Работа была не по мне.

- Очень важный участок, - сказал Рычалов, который любую работу рассматривал только с этой точки зрения.

- Липовецкий мне говорил, что Центророзыск занялся "Фондом"?

- Да, - подтвердил он, - постановление о прекращении дела отменено.

Рычалов уделил мне полчаса. И это убедительней любых слов свидетельствовало о том, как он меня любит, ценит и счастлив видеть живым и невредимым. Таким отношением к себе начальника отдела фронта мог похвастаться не каждый.

- Кстати, Ермаш тоже живет во 2-м Доме Советов, - сказал на прощание Рычалов. - Заглянешь к нему?

- Через недельку.

Но встретились мы значительно раньше. Во время обеда в громадной столовой 2-го Дома Советов, где из изящных серебряных мисок разливали в не менее изящные фарфоровые тарелки жидкий чечевичный суп, к нашему столу подошел бритоголовый плотный человек, одетый в кожаную куртку "Правь, Британия!", или, как ее еще именовали в Москве, "Подарочек английского короля" - иронический намек на поспешную эвакуацию английских войск из Мурманска, где на вещевых складах интервентов осталось много обмундирования, в том числе и кожаные куртки.

Это и был начальник Центророзыска республики Фома Васильевич Ермаш.

Архимандриту Димитрию Ермаш бы не понравился. От всего облика этого человека - от его походки, жестов, манеры говорить, слушать - исходила уверенность. А Александр Викентьевич не любил людей, которые слишком уверенно шагают по жизни. В этом, как, впрочем, и во многом другом, мы с ним расходились.

- Косачевский? - спросил Ермаш у Липовецкого и кивнул в мою сторону.

- Косачевский, - буркнул Зигмунд, не отрывая глаз от тарелки. Он терпеть не мог во время еды никаких разговоров. - Ты же небось уже все знаешь.

- Знаю, - подтвердил Ермаш, - мне Рычалов говорил. Ну, будем знакомы.

Он протянул мне руку.

- А ты вовремя воскрес из мертвых. Хочу с тобой поговорить об "Алмазном фонде". Не возражаете, если переберусь к вам?

Не дожидаясь ответа - кажется, Ермаш исходил из того, что его присутствию всегда и все должны быть рады, - он перенес свою тарелку с супом на наш столик.

Во время еды я несколько раз ловил на себе его изучающий взгляд.

После обеда он пригласил меня к себе.

- Если не возражаешь, давай потолкуем. - И точно так же, не дожидаясь ответа, поднялся из-за стола.

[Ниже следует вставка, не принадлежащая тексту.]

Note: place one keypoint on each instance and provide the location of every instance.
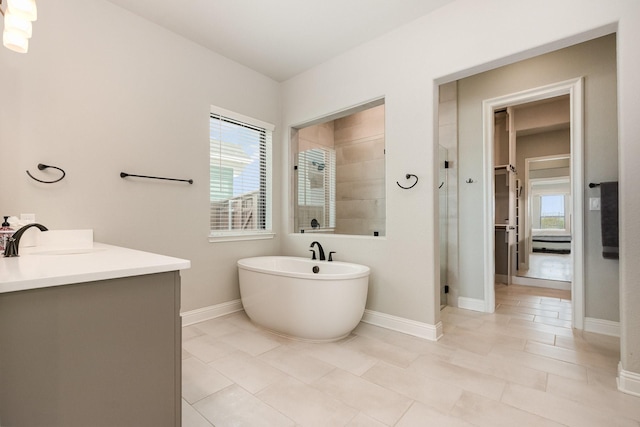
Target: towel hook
(43, 167)
(408, 176)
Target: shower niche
(339, 173)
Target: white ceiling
(280, 38)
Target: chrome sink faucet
(14, 241)
(320, 251)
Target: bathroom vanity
(90, 338)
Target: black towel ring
(43, 167)
(407, 176)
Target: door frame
(575, 89)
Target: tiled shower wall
(360, 173)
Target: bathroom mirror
(339, 173)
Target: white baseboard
(541, 283)
(211, 312)
(406, 326)
(604, 327)
(628, 382)
(471, 304)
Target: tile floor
(521, 366)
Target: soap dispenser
(5, 233)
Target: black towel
(609, 219)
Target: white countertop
(40, 269)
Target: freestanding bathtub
(287, 296)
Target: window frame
(252, 234)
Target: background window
(240, 175)
(552, 211)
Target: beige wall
(102, 91)
(596, 61)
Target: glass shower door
(443, 220)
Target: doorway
(507, 223)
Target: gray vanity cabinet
(103, 353)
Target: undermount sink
(63, 242)
(67, 251)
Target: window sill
(219, 238)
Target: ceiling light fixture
(18, 16)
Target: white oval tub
(284, 295)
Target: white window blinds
(316, 188)
(240, 174)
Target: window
(552, 212)
(240, 176)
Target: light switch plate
(28, 217)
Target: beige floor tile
(466, 379)
(306, 405)
(568, 355)
(234, 406)
(339, 356)
(189, 332)
(522, 365)
(595, 396)
(501, 368)
(377, 402)
(207, 348)
(467, 340)
(361, 420)
(382, 350)
(193, 418)
(297, 363)
(560, 409)
(253, 343)
(437, 394)
(213, 328)
(541, 363)
(200, 380)
(553, 321)
(247, 371)
(487, 412)
(549, 329)
(421, 415)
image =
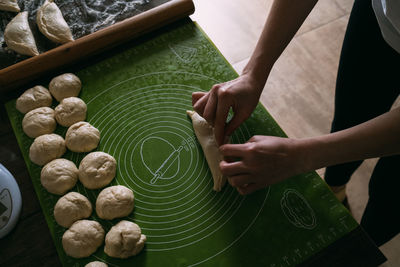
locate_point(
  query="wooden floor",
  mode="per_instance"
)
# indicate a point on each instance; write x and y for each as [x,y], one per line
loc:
[299,93]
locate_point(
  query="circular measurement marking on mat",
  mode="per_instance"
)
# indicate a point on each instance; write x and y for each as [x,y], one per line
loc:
[145,127]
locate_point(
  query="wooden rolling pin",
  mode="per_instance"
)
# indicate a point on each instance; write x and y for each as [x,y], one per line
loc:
[33,68]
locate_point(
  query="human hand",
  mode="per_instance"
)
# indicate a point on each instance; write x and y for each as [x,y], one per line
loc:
[263,160]
[241,94]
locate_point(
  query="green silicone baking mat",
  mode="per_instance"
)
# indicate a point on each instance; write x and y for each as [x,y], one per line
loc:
[138,99]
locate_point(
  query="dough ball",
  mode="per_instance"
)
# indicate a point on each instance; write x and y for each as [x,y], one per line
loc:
[71,208]
[97,170]
[65,85]
[96,264]
[19,37]
[124,239]
[114,202]
[34,97]
[46,147]
[9,5]
[58,176]
[83,238]
[82,137]
[52,24]
[39,121]
[70,110]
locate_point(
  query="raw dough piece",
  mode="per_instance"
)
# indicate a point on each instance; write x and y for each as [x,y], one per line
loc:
[9,5]
[124,239]
[46,147]
[19,37]
[83,238]
[205,135]
[34,97]
[39,121]
[52,24]
[71,208]
[97,170]
[70,110]
[114,202]
[82,137]
[65,85]
[96,264]
[59,175]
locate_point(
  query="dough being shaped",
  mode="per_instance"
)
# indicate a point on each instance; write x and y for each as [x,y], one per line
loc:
[52,24]
[19,37]
[38,122]
[83,238]
[45,148]
[96,264]
[65,85]
[32,98]
[205,135]
[124,239]
[82,137]
[9,5]
[97,170]
[114,202]
[71,208]
[70,110]
[59,175]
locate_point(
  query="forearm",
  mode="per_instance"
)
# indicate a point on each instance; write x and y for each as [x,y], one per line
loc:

Мы отдали свои пустые тарелки судомойке, которая тут же опустила их в серебряную лохань с горячей водой, и поднялись к Ермашу.

Он жил двумя этажами выше. Через всю его комнату была протянута веревка. На ней сушилось выстиранное белье.

- Холостой?

- Как видишь. Только верней будет сказать - вдовец. С восемнадцатого вдовствую. Когда Пермь сдавали, жена брюхатой была... Ну и осталась по недомыслию бабьему... Вот так.

Как я имел возможность убедиться, Ермаш досконально изучил все материалы дознания не только по "Алмазному фонду", но и по патриаршей ризнице. Он хорошо ориентировался во всех эпизодах дела, помнил фамилии свидетелей, названия драгоценностей и даже даты.

Он рассчитывал получить от меня сведения, которые по каким-либо причинам не были зафиксированы в документах. Но тут его ждало разочарование. Ничего, кроме алапаевской истории, я ему рассказать не мог. А деятельности брата Василия Мессмера в Алапаевске Ермаш особого значения не придал.

- С Афанасием, понятно, попытаемся раскрутить. Но я не очень-то верю, что через него мы на что-нибудь выйдем.

- Недаром же тебя Фомой окрестили, - пошутил я.

Ермаш лениво улыбнулся:

- Фома неверующий? Это ты в точку... А с чего его так прозвали? Когда-то в церковноприходском учил, да запамятовал.

- Никак не хотел поверить в воскресение Христа, покуда своими собственными руками его раны не ощупал.

- Вот-вот, - кивнул Ермаш. - Так нам и толковали. А ведь правильный был апостол. Ежели все своими руками пощупаешь, не ошибешься.

Я спросил, что послужило поводом к возобновлению дела.

- Про Кустаря небось слышал? Вот от него все и пошло.

Кустарь была кличка Федора Перхотина, происходившего из крестьян Жиздринского уезда Калужской губернии.

До семнадцатого года Перхотин занимался ложкарным промыслом, то есть делал и продавал в Москве деревянные ложки. А после Февральской революции освоил более рискованную, но зато и более выгодную профессию налетчика.

Среди московских бандитов того времени Кустарь занимал довольно скромное положение. Куда ему было до таких прославленных знаменитостей, как Сашка Семинарист, Яков Кошельков, Сабан или Мишка Чума!